Overview

Comparison of the Efficacy of Oral Oxycodone and Oral Codeine in the Treatment of Postcraniotomy Pain

Status:
Completed
Trial end date:
2015-01-01
Target enrollment:
0
Participant gender:
All
Summary
The efficacy of codeine is dependent on its demethylation to morphine. This extent of demethylation has wide inter-individual variability, making codeine's efficacy as a analgesic variable. Oxycodone is a semi-synthetic opioid and is a weak agonist on mu opioid receptors. Codeine has been the mainstay of analgesia for patients after craniotomy for many years. Traditionally, craniotomies were not thought to be very painful procedures, hence the use of codeine, a moderately potent opioid (when compared to morphine).
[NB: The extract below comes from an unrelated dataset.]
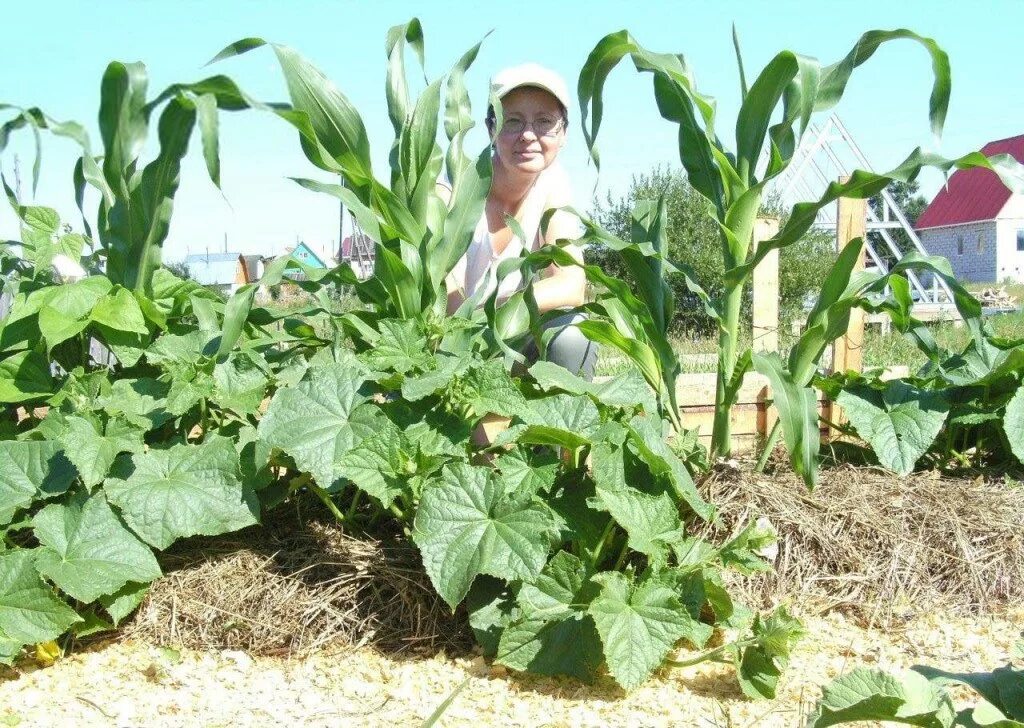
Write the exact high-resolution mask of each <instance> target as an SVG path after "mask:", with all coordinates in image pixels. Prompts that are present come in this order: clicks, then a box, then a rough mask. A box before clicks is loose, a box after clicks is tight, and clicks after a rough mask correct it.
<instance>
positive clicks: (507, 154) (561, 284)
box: [447, 63, 597, 380]
mask: <svg viewBox="0 0 1024 728" xmlns="http://www.w3.org/2000/svg"><path fill="white" fill-rule="evenodd" d="M490 87H492V91H493V92H494V94H495V95H496V96H497V97H498V98H499V99H501V102H502V113H503V116H504V123H503V126H502V129H501V131H499V130H498V129H497V122H496V118H495V112H494V109H493V108H492V109H488V110H487V118H486V125H487V132H488V133H489V135H490V140H492V146H493V148H494V154H493V157H492V163H493V176H492V181H490V191H489V194H488V195H487V202H486V205H485V207H484V214H483V215H482V216H481V218H480V221H479V223H478V224H477V226H476V231H475V232H474V234H473V240H472V243H471V244H470V246H469V250H467V252H466V255H465V256H463V258H462V260H460V261H459V263H458V264H457V265H456V267H455V269H454V270H453V271H452V274H451V275H450V276H449V281H447V283H449V292H450V293H449V312H450V313H451V312H454V311H455V310H456V309H457V308H458V307H459V306H460V305H461V304H462V303H463V301H465V300H466V299H467V298H469V297H471V296H474V295H475V296H477V300H479V301H480V302H482V301H484V300H486V299H487V298H488V297H489V295H490V294H493V293H494V291H495V289H496V288H497V289H498V301H499V303H501V302H502V301H504V300H505V299H507V298H508V297H509V296H511V295H512V294H513V293H515V292H516V291H517V290H519V289H520V288H521V287H522V279H521V276H520V275H519V274H518V273H513V274H511V275H508V276H507V277H505V279H503V280H502V281H501V282H500V283H499V282H496V280H495V273H496V271H497V268H498V264H499V263H500V262H501V261H503V260H506V259H508V258H515V257H518V256H519V254H520V253H521V252H522V251H523V250H524V249H526V250H527V251H535V250H537V249H539V248H541V247H542V246H544V245H546V244H549V243H554V242H555V241H556V240H559V239H568V240H573V239H575V238H579V237H580V226H579V220H578V219H577V218H575V217H574V216H573V215H572V214H570V213H568V212H564V211H560V212H556V213H555V214H554V215H553V216H552V218H551V220H550V222H549V224H548V226H547V230H542V229H541V218H542V216H543V215H544V213H545V212H546V211H548V210H551V209H554V208H561V207H565V206H567V205H571V190H570V188H569V183H568V177H567V176H566V175H565V172H564V170H563V169H562V167H561V165H560V164H559V163H558V160H557V158H558V153H559V152H560V151H561V148H562V146H564V145H565V138H566V134H567V131H568V104H569V94H568V90H567V89H566V86H565V82H564V81H562V79H561V77H560V76H558V74H556V73H555V72H553V71H550V70H548V69H545V68H543V67H541V66H538V65H537V63H524V65H522V66H516V67H514V68H510V69H506V70H504V71H502V72H501V73H499V74H498V75H496V76H495V77H494V79H493V80H492V86H490ZM506 216H511V217H513V218H515V220H516V221H517V222H518V223H519V227H520V228H521V230H522V232H523V234H524V237H525V239H526V240H525V241H521V240H519V238H518V237H517V235H516V234H515V233H514V232H513V231H512V229H511V228H510V227H509V225H508V224H507V222H506ZM565 250H566V251H567V252H568V253H569V254H570V255H572V257H574V258H575V259H577V260H579V261H581V262H582V261H583V254H582V251H581V250H580V248H579V246H573V245H569V246H566V247H565ZM481 289H482V290H481ZM585 289H586V277H585V275H584V272H583V269H582V268H580V267H578V266H574V265H570V266H565V267H560V266H557V265H551V266H549V267H548V268H547V269H545V270H544V271H542V274H541V277H540V280H539V281H537V282H536V283H535V284H534V295H535V296H536V298H537V305H538V308H539V309H540V311H541V313H544V312H547V311H552V310H556V309H560V308H571V307H573V306H579V305H581V304H582V303H583V302H584V293H585ZM582 319H583V316H582V315H580V314H571V313H568V314H565V315H563V316H558V317H556V318H554V319H553V320H551V322H550V323H549V324H548V325H547V327H546V329H550V328H557V329H559V332H558V333H557V334H555V335H554V337H553V338H552V339H551V340H550V342H549V344H548V347H547V359H548V360H549V361H553V362H555V363H558V365H560V366H562V367H564V368H565V369H567V370H569V371H570V372H572V373H574V374H580V375H582V376H584V377H586V378H587V379H588V380H589V379H592V378H593V376H594V363H595V361H596V359H597V348H596V346H595V345H594V344H593V343H591V341H590V340H589V339H587V338H586V337H585V336H584V335H583V334H581V333H580V331H579V329H577V328H575V327H574V326H572V324H575V323H578V322H580V320H582ZM523 353H525V354H526V357H527V359H529V360H530V361H534V360H536V359H537V357H538V351H537V346H536V344H535V343H534V342H530V343H529V345H528V347H527V348H526V349H525V350H524V352H523Z"/></svg>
However, in recent years, it has been found that up to 70% of post-craniotomy patients have moderate to severe pain and codeine did not provide adequate analgesic relief. Many studies have compared codeine to other drugs such as PCA morphine, fentanyl and tramadol, and patients on these stronger opioids generally had lower pain scores and better satisfaction. No study has been conducted to determine the efficacy of analgesia of oral oxycodone to oral codeine. Hence, the hypothesis is that oxycodone is more effective than codeine in providing pain relief in post-craniotomy patients.
Phase:
Phase 4
Accepts Healthy Volunteers?
No
Details
Lead Sponsor:
Tan Tock Seng Hospital
Treatments:
Codeine
Oxycodone
Criteria
Inclusion Criteria:

- Ages 21-70 years of age

- Planned elective craniotomy

- ASA 1-3

- GCS 15 pre and post-op

- Able to understand and use the visual analogue scale

Exclusion Criteria:

- Patients with GCS < 15 pre and/or post-op.

- Patients who are unable to quantify pain according to VAS scale.

- Patients who will be left intubated post-op.

- Contraindications and/or allergies to any of the trial drugs.

- Patients with renal and/or hepatic impairment.

- Patients with decreased respiratory reserves.

- Patients with post-op cognitive dysfunction.